Personal information
- Full name: Joseph Schusler
- Nickname: Joey
- Born: March 26, 1990 (age 34) USA
- Height: 5 ft 10 in (1.78 m)
- Weight: 160 lb (73 kg)

Team information
- Current team: Yeti/Fox Racing Shox World Cup
- Discipline: MTB
- Role: Rider, Racer
- Rider type: DH, 4X, DS, DJ, XC, Enduro

Major wins
- Colorado State Champion (2 Wins); USA Collegiate National Champion (3 Wins); Professional Podiums (22 Podiums); USA National Team Member (3 times);

= Joey Schusler =

American mountain bike racer (born 1990)

Joey Schusler (born March 26, 1990) is an American professional downhill mountain bike racer residing in Boulder, Colorado.

==Competitive history==
Schusler started racing the Mountain States Cup in Colorado at the age of 13. By 14 he had risen to be one of the top ranked riders in Colorado. In 2005 he began racing in the USA National Series where he over the next two years he would rise to become one of the top 3 USA juniors. In 2007 he competed in his first UCI World Championships in Ft. William, Scotland. In 2008 he competed in his second UCI World Championships race in Val di Sole, Italy.

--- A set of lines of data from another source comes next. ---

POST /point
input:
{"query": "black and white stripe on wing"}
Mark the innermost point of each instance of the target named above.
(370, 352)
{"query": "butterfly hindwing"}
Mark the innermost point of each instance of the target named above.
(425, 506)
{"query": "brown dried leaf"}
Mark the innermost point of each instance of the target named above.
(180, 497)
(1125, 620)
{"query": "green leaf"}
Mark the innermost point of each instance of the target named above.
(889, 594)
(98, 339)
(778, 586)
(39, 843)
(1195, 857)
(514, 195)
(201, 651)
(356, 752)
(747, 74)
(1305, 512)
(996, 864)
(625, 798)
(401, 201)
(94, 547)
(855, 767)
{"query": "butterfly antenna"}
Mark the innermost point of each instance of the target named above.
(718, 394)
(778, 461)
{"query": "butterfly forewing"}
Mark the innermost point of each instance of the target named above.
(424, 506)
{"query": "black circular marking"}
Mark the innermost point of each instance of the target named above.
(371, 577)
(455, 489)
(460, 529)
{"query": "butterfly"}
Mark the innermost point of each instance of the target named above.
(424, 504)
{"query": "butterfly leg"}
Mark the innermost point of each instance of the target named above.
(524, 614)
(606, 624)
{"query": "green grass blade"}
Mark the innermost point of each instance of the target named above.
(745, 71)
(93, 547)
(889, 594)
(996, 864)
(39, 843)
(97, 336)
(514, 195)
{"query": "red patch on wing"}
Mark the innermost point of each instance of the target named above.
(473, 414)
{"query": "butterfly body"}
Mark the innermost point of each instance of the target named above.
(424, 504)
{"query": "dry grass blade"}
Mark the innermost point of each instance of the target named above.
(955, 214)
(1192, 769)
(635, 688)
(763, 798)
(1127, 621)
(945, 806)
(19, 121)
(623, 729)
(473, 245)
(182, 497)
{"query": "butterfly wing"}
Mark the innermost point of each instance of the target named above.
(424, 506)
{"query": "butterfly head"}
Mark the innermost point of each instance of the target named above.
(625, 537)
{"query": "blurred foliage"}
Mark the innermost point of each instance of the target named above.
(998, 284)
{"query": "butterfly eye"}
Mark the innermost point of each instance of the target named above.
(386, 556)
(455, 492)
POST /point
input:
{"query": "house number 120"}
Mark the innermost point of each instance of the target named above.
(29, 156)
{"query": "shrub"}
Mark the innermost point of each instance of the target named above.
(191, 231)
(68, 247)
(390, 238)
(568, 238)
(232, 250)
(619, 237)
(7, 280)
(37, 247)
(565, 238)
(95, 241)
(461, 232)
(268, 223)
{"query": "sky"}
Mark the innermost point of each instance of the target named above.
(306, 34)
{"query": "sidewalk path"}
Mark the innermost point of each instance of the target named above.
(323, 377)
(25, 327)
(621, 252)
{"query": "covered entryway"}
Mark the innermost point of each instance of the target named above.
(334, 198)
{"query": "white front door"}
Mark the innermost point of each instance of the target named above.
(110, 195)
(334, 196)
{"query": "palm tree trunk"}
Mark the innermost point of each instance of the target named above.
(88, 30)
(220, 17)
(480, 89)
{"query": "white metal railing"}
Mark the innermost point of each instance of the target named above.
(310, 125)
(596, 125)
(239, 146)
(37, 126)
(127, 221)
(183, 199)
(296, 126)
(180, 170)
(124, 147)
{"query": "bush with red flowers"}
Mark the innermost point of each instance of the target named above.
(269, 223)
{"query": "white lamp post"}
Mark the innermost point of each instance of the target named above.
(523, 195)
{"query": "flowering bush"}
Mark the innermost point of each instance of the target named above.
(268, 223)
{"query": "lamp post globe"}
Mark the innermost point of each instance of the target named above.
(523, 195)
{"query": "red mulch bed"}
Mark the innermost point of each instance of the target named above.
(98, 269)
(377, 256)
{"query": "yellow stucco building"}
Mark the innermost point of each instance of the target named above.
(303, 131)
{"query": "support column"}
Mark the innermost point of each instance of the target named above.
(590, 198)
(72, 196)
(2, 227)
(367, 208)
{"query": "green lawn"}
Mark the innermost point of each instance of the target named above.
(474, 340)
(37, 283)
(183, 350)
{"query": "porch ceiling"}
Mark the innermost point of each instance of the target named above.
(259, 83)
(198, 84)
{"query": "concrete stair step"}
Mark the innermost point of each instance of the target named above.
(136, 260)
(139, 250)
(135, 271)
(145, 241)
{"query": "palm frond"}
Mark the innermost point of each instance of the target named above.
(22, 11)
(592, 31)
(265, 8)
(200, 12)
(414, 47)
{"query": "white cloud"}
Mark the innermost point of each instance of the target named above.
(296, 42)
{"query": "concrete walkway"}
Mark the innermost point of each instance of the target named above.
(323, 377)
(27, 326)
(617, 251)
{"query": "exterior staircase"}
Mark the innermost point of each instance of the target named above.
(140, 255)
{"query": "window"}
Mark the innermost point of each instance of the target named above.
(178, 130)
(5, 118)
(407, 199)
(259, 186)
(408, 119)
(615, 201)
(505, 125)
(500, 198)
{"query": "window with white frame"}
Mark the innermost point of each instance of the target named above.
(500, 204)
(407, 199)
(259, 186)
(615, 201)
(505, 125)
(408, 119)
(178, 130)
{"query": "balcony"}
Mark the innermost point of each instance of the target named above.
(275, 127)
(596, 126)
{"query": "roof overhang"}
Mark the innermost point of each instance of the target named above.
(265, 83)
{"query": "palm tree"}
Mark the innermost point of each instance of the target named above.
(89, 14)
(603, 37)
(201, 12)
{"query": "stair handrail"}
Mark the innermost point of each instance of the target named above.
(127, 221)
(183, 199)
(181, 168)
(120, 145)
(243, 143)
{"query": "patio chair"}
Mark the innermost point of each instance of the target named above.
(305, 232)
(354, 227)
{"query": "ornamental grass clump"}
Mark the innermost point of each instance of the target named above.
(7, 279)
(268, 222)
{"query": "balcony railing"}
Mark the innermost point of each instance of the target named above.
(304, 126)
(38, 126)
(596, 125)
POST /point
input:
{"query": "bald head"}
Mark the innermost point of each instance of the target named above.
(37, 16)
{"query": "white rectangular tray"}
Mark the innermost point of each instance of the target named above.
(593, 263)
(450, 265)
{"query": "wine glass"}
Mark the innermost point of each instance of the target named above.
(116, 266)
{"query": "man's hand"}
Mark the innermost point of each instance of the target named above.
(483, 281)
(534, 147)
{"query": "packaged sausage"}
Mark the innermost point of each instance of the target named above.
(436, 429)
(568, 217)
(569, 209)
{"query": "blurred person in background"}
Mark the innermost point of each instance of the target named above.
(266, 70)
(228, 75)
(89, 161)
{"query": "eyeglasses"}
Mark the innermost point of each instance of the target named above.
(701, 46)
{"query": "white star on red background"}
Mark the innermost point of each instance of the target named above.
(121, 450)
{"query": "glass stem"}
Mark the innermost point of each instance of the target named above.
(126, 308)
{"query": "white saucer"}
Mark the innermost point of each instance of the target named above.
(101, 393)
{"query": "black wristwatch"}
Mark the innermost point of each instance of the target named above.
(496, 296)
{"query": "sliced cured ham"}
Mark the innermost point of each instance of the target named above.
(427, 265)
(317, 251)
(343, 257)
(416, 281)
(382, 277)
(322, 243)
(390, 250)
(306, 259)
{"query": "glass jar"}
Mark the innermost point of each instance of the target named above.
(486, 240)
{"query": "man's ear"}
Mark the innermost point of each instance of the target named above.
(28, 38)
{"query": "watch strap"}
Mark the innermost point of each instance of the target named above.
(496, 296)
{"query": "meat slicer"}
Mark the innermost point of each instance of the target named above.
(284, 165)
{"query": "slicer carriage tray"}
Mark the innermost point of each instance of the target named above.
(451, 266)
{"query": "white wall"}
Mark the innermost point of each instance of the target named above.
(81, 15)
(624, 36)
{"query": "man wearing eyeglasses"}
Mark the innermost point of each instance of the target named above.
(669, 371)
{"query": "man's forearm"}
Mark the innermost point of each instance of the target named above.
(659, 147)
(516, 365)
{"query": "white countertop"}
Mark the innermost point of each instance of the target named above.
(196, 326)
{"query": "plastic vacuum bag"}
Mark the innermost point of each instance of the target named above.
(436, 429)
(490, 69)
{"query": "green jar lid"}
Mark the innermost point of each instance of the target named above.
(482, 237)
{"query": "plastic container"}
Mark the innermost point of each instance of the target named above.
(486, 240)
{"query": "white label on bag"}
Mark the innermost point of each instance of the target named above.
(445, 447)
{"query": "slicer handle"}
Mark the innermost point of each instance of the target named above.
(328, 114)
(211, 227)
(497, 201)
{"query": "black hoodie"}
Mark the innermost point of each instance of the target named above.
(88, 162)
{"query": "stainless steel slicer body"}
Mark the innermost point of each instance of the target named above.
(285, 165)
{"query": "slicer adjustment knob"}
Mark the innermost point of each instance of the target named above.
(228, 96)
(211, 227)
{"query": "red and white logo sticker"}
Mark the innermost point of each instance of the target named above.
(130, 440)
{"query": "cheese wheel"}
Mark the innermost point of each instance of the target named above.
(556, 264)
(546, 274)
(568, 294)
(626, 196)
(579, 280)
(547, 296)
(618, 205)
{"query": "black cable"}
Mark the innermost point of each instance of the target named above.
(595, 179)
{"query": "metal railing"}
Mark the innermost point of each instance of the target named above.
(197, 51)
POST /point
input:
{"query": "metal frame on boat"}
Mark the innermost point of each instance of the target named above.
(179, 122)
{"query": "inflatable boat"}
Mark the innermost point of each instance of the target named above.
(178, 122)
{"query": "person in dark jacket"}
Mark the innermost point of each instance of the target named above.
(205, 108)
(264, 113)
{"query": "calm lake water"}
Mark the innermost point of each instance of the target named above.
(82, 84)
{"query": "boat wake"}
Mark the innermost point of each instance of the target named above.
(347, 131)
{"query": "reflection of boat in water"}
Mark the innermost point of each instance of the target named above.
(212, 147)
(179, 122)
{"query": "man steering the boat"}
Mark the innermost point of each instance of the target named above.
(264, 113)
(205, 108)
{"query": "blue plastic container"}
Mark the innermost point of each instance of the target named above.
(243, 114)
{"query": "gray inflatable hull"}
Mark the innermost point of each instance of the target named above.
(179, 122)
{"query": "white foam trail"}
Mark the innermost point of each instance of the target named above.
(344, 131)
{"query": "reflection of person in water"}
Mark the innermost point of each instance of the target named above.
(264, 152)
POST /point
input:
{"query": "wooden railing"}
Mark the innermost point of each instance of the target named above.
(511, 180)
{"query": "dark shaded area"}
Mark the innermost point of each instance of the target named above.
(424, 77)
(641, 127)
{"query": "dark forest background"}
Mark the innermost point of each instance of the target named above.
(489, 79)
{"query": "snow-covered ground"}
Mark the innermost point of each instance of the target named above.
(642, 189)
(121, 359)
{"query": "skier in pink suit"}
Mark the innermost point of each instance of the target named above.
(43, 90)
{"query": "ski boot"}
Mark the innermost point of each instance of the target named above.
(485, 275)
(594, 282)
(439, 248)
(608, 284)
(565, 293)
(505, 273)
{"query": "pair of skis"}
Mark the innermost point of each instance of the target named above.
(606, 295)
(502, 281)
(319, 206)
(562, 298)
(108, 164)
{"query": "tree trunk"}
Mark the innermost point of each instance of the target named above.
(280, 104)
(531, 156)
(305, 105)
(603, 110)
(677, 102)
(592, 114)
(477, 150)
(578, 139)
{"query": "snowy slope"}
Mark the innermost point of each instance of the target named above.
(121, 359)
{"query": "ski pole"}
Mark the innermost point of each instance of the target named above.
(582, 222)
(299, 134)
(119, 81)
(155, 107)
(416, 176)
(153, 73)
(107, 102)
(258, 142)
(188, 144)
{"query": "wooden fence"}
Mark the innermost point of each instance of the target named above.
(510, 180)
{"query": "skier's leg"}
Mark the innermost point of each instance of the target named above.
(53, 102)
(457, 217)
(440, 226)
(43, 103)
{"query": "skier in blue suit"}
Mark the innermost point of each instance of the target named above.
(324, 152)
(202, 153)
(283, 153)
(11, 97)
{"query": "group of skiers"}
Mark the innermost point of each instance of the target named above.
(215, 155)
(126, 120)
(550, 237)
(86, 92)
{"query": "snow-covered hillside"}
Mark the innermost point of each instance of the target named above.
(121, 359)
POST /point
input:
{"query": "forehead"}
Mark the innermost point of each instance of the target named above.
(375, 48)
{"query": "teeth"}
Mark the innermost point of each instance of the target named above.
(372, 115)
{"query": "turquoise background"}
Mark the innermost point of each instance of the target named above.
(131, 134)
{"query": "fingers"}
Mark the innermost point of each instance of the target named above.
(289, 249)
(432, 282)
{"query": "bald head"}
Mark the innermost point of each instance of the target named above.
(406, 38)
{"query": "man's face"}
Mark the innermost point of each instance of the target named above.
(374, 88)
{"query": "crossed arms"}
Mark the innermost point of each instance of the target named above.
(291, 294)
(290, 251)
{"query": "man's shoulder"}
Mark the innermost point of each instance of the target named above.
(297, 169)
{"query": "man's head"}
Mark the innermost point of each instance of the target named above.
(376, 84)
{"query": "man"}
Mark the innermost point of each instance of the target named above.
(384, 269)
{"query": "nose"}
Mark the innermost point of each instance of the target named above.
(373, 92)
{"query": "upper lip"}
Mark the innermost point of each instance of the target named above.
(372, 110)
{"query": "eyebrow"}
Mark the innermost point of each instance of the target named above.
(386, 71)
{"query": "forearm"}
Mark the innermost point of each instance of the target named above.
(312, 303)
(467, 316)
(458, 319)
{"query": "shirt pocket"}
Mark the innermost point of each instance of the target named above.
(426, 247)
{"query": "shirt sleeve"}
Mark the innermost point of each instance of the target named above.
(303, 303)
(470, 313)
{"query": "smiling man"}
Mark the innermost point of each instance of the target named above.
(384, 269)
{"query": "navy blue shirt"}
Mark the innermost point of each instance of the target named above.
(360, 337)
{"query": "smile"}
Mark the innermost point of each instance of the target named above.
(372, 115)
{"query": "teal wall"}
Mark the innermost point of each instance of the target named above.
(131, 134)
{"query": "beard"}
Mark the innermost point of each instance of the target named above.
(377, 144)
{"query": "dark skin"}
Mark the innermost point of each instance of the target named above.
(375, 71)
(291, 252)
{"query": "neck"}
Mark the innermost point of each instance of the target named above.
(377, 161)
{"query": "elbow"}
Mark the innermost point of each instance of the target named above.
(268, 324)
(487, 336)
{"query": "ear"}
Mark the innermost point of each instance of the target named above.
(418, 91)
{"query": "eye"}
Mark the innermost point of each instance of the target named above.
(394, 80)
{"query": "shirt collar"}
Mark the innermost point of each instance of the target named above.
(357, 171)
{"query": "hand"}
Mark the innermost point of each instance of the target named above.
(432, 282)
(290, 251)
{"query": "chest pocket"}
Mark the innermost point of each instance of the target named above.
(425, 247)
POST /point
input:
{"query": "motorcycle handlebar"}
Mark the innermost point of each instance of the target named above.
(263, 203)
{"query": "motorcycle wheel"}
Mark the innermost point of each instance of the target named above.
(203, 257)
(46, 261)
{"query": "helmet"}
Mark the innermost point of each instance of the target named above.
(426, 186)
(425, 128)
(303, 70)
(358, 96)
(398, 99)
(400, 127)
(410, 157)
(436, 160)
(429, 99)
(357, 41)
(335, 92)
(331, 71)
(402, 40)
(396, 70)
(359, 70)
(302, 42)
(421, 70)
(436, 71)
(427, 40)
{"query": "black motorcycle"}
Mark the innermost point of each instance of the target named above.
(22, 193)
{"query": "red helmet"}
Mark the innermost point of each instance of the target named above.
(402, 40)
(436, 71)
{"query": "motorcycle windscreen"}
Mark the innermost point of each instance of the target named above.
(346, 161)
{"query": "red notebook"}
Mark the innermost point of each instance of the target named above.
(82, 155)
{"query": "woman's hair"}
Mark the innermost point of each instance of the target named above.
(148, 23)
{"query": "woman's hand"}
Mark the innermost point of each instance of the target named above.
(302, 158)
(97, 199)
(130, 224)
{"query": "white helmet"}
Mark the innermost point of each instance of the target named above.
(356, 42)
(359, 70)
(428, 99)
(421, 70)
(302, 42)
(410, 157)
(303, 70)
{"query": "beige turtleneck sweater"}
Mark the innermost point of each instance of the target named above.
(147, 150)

By 2009 Schusler started out his first season as a full-time professional and UCI Elite rider. Competing as a pro in the USA National Series, Schusler finished in second place in the overall championship. Schusler was also selected to be on the USA World Championship team in Australia in 2009 where he finished 32nd in the world.

==Personal life==
Schusler studied Technology, Arts, and Digital Media, as well as Creative Advertising in the School of Journalism at the University of Colorado at Boulder .

Yeti Cycles has signed Schusler on board to be a development rider racing the entire UCI World Cup Series in 2010 and 2011.